Six Steps for Reactivating Your B-to-B Names

Targeting inactive customers is the business-to-business mailer’s best opportunity for growth, according to Linda Pickering, a senior vice president of White Plains, NY-based list firm MeritDirect. “More times than not, mailers forget to reactivate inactive customers,” Pickering said at her company’s annual business mailers’ co-op and interactive marketing conference last week. “But reactivating names is a vital part of building your house files.”

At the conference, Pickering explained what you need to do—once you correct or reject unmailable records from your house file—to reactivate former buyers.

The first step is to use an out-of-business file with an overlay flag on inactive or suspect customer records. Using this should determine if those customers are with companies that are no longer in business or at companies that may have moved or changed names.

The second step involves use of co-op databases. Inactive records on your house file could be active on a co-op’s database, meaning you have a chance to win their business back.

Step three is to replace the original name on an inactive customer record with a slug title, such as “attn: marketing manager,” or “attn: buyer.”

Step four is to use an inactive site record and use a new buyer name from a rental list to reactivate the site. This, Pickering said, enhances the chance that your mailing will at least reach a person at the company you are trying to contact.

The fifth step has to do with the timing of the reactivation. Use the first order date as a trigger and try to reactivate during that same time of year. It could be that the inactive customer is with a government agency or another institution that, based on its budget, does all its ordering during one specific time each year.

The sixth step is to market to your most recent inactives with more aggressive and frequent mailings than you do to your 36-month or older inactives.
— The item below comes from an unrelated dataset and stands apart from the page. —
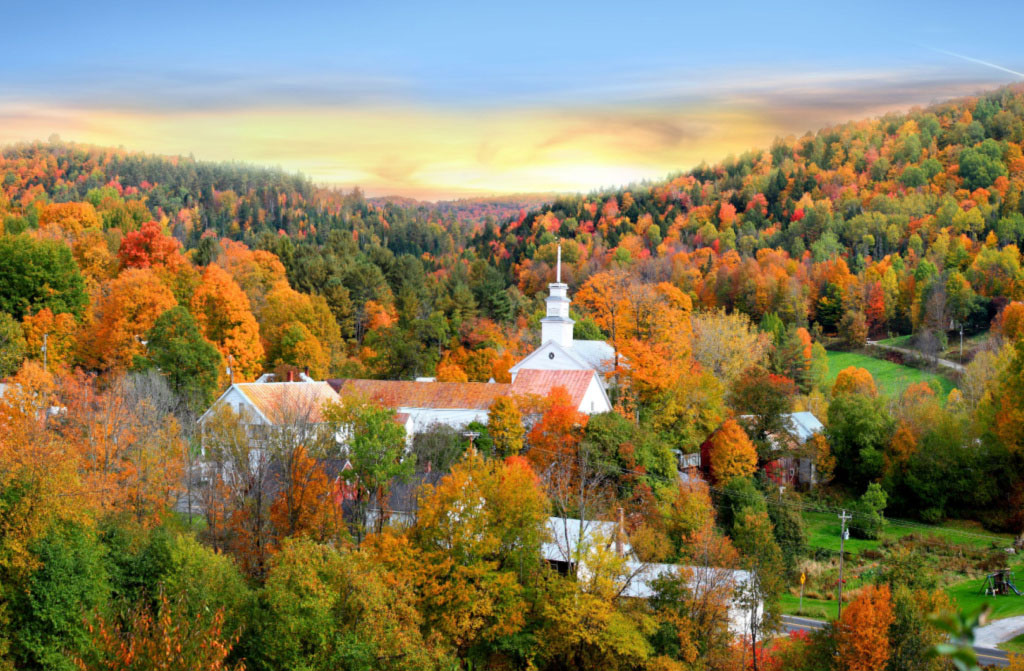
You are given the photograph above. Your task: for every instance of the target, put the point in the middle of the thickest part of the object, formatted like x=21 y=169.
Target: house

The more recent inactives, Pickering said, should receive three times as many communications as the customers who have been out of touch for a longer time.

Once you win back your inactive customers, Pickering advised reinvesting the proceeds into additional marketing efforts. “Never be fearful about investing money to build a more powerful and flexible customer file,” she said. “It is the backbone of any marketing and your most powerful asset.”